Jonas Martin, The TVD First Date and Premiere, The Color Scheme

“My dad loved technology and was always interested in the newest thing. I remember being the only weirdo on my block with a computer when I was a kid. Just amber dots on the screen but there were still cool games on it.”

“I remember that he got us a LaserDisc player when that was a thing for about one day. When it came to music, we had cassettes, CDs, and eventually he had a library of about two terabytes on his PC. So, I actually don’t remember ever listening to vinyl when I was growing up but they were there, in the house. Shelves and shelves covering all sides of his office. Some of them framed on the wall above his desk. Some just stored in the garage alongside a pile of old turntables. At least 6-800 albums that he refused to get rid of even if he wasn’t utilizing their unique richness of sound. For years I wondered, “What’s the deal with these gigantic discs? Why keep them?”

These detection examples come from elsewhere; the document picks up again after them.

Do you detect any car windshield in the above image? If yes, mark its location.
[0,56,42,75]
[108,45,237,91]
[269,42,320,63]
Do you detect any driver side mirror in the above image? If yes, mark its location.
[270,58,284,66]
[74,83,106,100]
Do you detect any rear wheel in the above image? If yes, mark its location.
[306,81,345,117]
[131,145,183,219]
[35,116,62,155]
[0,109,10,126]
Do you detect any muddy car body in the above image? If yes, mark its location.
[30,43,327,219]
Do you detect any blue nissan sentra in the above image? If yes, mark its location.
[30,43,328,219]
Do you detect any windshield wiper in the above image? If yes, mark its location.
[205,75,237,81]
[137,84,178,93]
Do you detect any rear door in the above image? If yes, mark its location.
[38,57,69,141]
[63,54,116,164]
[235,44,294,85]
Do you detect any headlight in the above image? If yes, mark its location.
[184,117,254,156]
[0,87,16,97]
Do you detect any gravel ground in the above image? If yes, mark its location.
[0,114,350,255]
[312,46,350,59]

One day after I had left the nest, my girlfriend came home with a turntable and some vinyl she picked up at a thrift store and I started to understand the appeal. This big beautiful jacket with so much more to engage you. The tender sonics of the linear sound recording coming out of the speakers. Even the limitations of the thing were interesting to me, especially when I began to design my own vinyl records years later. But that’s a different story. Anyway, I went to my dad and asked him to give me all that vinyl I knew he wasn’t even listening to. “Nope, sorry.” “Pleeease…” “Ok, maybe you can have a couple.” This went on for years.